Not all of Big Pharma is buying its way into the inoculation industry: Merck (MRK), Novartis (NVS), and GalxoSmithKline (GSK) are already major players in vaccines.

Glaxo got approval from the US Food and Drug Administration on Wednesday to make 7.6 million doses of its unadjuvanted H1N1 vaccine by the end of the year -- only a small portion of the doses that will be needed. The British company makes an adjuvanted version (a vaccine with add-ins that boost the immune response) of the vaccine in Europe.

Merck got approval for its human papillomavirus vaccine in 2006. The vaccine was originally produced to prevent the infection that causes cervical cancer in girls and young women. It was approved in October by the FDA for the treatment of genital warts caused by HPV in boys and young men.

The pharma giant also produces vaccines for measles, mumps, rubella, as well as hepatitis A and B. Merck saw revenues of $1.2 billion for its vaccines and infectious disease drugs during the third quarter of 2009.  So is the vaccine craze a shot in the dark? Hardly.

Big Pharma is facing a major patent cliff through 2013 as many of their major revenue-driving drugs lose out to generic competition, including Pfizer’s Lipitor and Sanofi-Aventis (SNY) and Bristol-Myers Squibb’s (BMY) Plavix -- two of the top-selling drugs in the world.

Vaccines are unique because they aren’t often targets for the generic drug makers. Yet, vaccines are generally easier to get through regulatory channels than most other drugs.

While the multitudes of flu strains that have popped up in recent years have added to the pharmaceutical industry’s interest in the field, it's the ever-present demand and the idea of prevention that has the sector abuzz.

"As more diseases become amenable to fixing or prevention through vaccine, the market expands," says Les Funtleyder, Miller Tabak analyst and author of Healthcare Investing: Profiting from the New World of Pharma, Biotech and Health-Care Services. He adds that the industry is finding new diseases all the time that can be vaccinated against, such as HPV or meningitis.

The ever-growing market only adds to a constant demand that's already present for vaccines.

"Once a vaccine is put on the recommended list for people to get, it will always provide a certain amount of demand," says Funtleyder.

Yet, vaccines aren’t the cure for what ails the pharmaceutical industry. Like the production of any other drug, producing vaccines has its risks as well.

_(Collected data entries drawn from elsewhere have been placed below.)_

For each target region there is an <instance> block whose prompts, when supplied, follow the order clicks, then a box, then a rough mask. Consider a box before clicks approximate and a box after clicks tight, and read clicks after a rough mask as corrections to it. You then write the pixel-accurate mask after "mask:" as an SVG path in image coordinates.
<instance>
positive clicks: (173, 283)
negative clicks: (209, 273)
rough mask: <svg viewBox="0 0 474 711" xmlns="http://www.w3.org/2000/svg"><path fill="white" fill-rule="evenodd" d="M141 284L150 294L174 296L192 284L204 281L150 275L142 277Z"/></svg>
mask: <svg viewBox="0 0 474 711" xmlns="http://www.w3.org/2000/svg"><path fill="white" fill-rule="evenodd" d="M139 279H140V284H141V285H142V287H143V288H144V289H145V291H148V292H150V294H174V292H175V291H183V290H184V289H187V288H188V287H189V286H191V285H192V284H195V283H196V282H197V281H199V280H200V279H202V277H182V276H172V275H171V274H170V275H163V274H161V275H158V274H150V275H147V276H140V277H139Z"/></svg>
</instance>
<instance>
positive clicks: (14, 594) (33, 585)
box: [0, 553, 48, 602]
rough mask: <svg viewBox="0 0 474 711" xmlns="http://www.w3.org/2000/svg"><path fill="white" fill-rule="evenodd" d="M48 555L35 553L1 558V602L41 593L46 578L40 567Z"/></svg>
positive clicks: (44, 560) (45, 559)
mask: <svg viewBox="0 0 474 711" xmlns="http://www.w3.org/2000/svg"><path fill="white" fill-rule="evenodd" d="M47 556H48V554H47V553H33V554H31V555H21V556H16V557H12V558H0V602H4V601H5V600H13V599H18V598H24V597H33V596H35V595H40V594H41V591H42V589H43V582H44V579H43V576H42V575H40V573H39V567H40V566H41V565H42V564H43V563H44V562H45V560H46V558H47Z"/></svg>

Regulators and scientists are still questioning the risk of adjuvants in vaccines. Some vaccines have even developed an image problem; many parents still believe that some vaccines that include the ingredient thimerosal can cause autism, despite a swath of scientific evidence to the contrary.

But the amount of time that vaccines take to produce is the biggest impediment to a pharma’s top line and also the major problem the US has faced with supplying enough of the H1N1 vaccine to the masses.